Reading to my children or taking them to the park means that I don’t always (or fine, ever) have the laundry folded and put away by 5 p.m. every day. A good chunk of childcare and household work falls to my husband, even if he’s putting 40 hours of work in at the office.
So how can you balance household responsibilities in a family where one person stays at home?
Trying to make each day or each chore perfectly equal will result in bitterness and arguing.
I don’t know how many times my husband did the dishes last week. I don’t know how many times my I tucked the kids into bed. It doesn’t matter. We have a divide-and-conquer system after dinner: one spouse cleans up the kitchen and one gets the kids ready for bed. I’m usually fairly ready for a break after a day with the children and volunteer for washing dishes. However, if my husband has had a long day and wants to zone out in front of the sink, and if I’ve been in the kitchen for hours already, we’ll switch. We usually finish up at the same time, and can both enjoy being “off” together for the rest of the night.

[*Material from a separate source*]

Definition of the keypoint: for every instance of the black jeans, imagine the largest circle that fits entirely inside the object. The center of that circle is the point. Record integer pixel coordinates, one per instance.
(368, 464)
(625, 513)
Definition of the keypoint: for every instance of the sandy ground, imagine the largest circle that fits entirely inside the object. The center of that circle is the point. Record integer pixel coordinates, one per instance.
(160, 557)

“I get up with the baby in the middle of the night because my husband has to work the next day.” I can’t tell you how many times I’ve heard this line from another sleep-deprived mother. Admittedly, I don’t get it. When our kids were younger, my husband had the option of sitting at his desk all day and plying himself with coffee. I, on the other hand, had to spend my day doing physical labor – chasing a toddler, cleaning up messes, breastfeeding. He realized this and was happy to help rock our fussy one back to sleep in the middle of the night.

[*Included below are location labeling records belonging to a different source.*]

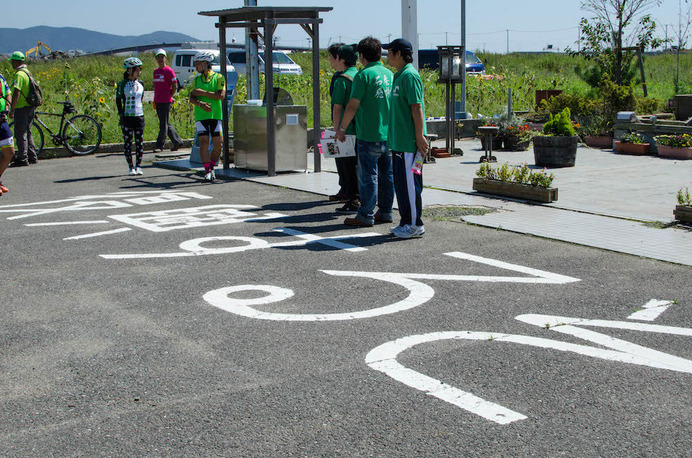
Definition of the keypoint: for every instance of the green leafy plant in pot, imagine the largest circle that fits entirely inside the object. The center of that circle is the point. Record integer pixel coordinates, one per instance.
(557, 147)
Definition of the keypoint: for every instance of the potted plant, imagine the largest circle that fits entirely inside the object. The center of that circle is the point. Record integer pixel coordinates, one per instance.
(557, 147)
(632, 143)
(597, 132)
(674, 146)
(520, 182)
(683, 211)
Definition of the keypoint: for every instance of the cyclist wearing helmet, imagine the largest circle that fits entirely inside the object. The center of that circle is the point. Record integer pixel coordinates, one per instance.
(22, 112)
(128, 98)
(6, 141)
(209, 90)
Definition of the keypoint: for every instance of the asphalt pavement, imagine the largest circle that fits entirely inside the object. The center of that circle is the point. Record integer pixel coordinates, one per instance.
(159, 315)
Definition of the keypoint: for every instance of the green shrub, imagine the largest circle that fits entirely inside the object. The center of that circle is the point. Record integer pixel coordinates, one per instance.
(560, 124)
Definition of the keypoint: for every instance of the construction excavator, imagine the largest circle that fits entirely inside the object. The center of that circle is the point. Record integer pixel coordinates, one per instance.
(37, 50)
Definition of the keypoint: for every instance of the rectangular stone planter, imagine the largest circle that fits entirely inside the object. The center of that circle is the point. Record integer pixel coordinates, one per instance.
(674, 153)
(683, 213)
(635, 149)
(516, 190)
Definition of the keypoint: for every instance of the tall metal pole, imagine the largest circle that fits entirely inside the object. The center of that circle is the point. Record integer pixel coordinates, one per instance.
(409, 25)
(252, 59)
(463, 57)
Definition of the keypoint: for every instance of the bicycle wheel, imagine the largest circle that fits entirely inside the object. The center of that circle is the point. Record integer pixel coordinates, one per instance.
(82, 135)
(36, 135)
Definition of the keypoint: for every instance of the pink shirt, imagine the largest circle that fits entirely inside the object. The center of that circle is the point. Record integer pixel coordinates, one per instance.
(164, 79)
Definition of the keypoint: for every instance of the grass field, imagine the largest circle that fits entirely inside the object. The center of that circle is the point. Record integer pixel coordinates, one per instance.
(90, 83)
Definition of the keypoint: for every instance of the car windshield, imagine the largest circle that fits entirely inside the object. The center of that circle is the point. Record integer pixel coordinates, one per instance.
(278, 58)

My job isn’t always harder. Occasionally both boys will take a nap, and I will get to watch a TV show or read in the middle of the afternoon. I get to enjoy sunny days at the park. I never get stuck in a boring conference room, eating stale bagels for dinner, and hammering out a project until midnight. Each of our jobs has its ups and downs and neither one of us has automatic claim to the “I’ve had a long day so please grab my slippers and hand me a cocktail” card.
If it’s a bath night in our house, I'm almost always the one doing it. I have a higher tolerance for getting splashed and for repeating myself a thousand times to “please leave the water in the tub” than my husband. While I bathe the children, he’ll typically finish the dishes and pick up around the house. I don’t do bath time because "I’m the stay-at-home mom so I’m supposed to," I do it because I don’t mind rubber ducky duty.
My grandparents, despite raising children in the 1950's, had a similar strategy. My grandfather often helped with cooking because he loved it and it brought him joy, even if it wasn’t typically what men of that era did. There’s no definitive way to divide the household labor.
Sure, I can pack the diaper bag faster than my husband because I do it every day. That doesn’t stop me from asking him to pack up when we’re getting ready to head out on a Saturday morning outing. When you're taking care of the children and house all day every day, it’s natural you will become more efficient at some tasks. However, that is exactly how all the work ends up falling on you. Get used to spreading jobs around, including to your children when they are old enough. The stay-at-home mom doesn’t have to be the one who does everything. Don’t try to.
If I tried to accomplish every single household task while raising children, I’m pretty sure I would end up self-medicating like the housewives of the 1950's and 60's did. If spending more time with my children means that my husband needs to scrub the toilets occasionally, that is more than fine with me. A traditional division of labor places an absurd amount of work on women. Divvying it up more equitably benefits the entire household.